A “Donate Life” flag is draped over the body like a blanket as the donor is wheeled through the corridor for the final time. Sutton or another supportive chaplain folds the flag and presents it to the next of kin, and will say a prayer or play a song if requested. The brief formal service is designed to alleviate some of the alienation and loneliness relatives feel as they depart.
“We can’t give the families their loved one back, but we can do a Walk of Love,” says Sutton, 31. “Families that donate are still lonely and shocked. They don’t get to hug their loved one goodbye.”
ORGAN DONATIONS
Some people in such circumstances already have made the decision to register as an organ donor. If not, a representative from LifeQuest unobtrusively approaches the legal next of kin explaining the option of organ donation. LifeQuest is the federally designated organ procurement organization in northern Florida.

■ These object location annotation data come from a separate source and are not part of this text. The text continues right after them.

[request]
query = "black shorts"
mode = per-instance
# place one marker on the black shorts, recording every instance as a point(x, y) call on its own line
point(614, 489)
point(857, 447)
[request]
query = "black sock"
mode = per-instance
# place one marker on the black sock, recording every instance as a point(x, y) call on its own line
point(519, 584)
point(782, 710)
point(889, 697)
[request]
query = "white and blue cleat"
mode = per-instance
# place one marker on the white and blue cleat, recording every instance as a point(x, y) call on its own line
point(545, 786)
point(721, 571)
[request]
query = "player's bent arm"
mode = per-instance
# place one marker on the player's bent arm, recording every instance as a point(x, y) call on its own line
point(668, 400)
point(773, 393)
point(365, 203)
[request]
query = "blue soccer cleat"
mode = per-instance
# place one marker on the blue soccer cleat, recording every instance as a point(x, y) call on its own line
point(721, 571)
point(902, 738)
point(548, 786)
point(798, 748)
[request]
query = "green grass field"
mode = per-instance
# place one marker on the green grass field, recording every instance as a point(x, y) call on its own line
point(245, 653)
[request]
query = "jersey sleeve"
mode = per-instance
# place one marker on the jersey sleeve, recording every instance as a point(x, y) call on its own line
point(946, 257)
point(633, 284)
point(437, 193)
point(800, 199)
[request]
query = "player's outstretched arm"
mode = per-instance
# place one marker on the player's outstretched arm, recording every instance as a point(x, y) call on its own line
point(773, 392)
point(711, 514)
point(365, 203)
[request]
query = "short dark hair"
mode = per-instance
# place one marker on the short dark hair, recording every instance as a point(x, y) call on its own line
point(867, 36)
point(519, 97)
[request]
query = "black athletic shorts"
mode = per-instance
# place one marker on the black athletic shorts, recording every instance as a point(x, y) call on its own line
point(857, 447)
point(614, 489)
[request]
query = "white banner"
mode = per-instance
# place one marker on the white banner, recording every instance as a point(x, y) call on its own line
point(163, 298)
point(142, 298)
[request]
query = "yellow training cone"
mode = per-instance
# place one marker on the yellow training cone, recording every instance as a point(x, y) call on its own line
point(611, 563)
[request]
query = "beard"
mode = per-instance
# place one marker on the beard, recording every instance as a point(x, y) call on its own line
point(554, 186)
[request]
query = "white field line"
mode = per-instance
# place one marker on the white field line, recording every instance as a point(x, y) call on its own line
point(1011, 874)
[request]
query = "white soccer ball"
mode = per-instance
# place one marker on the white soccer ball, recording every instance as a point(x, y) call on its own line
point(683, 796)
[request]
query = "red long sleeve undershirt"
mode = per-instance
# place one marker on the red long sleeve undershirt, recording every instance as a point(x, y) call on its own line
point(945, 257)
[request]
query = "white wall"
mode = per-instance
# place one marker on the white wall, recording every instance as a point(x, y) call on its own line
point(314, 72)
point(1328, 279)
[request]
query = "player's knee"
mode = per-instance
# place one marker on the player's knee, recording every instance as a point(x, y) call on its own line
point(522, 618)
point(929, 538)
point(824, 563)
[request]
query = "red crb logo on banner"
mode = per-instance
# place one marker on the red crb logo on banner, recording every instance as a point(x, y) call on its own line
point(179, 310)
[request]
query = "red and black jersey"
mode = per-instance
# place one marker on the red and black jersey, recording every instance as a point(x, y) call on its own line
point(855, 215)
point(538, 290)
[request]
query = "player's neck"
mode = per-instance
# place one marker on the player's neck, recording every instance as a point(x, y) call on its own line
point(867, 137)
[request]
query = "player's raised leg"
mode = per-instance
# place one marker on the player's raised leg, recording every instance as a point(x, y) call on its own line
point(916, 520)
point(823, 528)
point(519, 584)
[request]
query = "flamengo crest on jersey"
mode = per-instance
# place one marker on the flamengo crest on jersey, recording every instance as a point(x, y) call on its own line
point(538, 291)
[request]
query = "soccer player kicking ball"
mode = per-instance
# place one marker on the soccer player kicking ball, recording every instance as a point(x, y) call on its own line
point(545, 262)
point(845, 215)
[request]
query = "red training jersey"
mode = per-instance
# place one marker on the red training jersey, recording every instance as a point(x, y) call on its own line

“There is no good time to have a conversation with someone who has just experienced the most tragic and unexpected loss,” says Jane S. Wilhoit, 58, LifeQuest senior hospital services coordinator. “There has to be a loss of life for this extraordinary gift to be made.”
Nearly 110,000 Americans are on a waiting list for organ transplants. Florida, with over 11 million residents registered as potential donors, ranks third in the U.S.
Circumstances in which someone has been declared brain dead include a stroke, motor vehicle accident, and gunshot wound. Although their heart is still beating, patients are kept alive by means of artificial support on a ventilator for 48 to 72 hours in order to donate organ(s) to a recipient. Up to eight organs can be transplanted: kidneys, lungs, liver, heart, pancreas, and intestines.
However, Wilhoit notes that only 2 percent of deaths occur under conditions that make an organ donation feasible.
Still, Wilhoit commends Sutton for implementing a ceremony that includes a flag gift, a ritual that has been adopted by multiple medical centers around the nation. A Donate Life flag is flown below the U.S. flag at Sacred Heart Hospital throughout the donation process.
“The Walk of Love serves the family and it honors the staff, too,” Wilhoit says. “Cristy’s vision for these families moves them in their greatest time of loss. Before, they walked out of the hospital with nothing but their grief and sorrow.”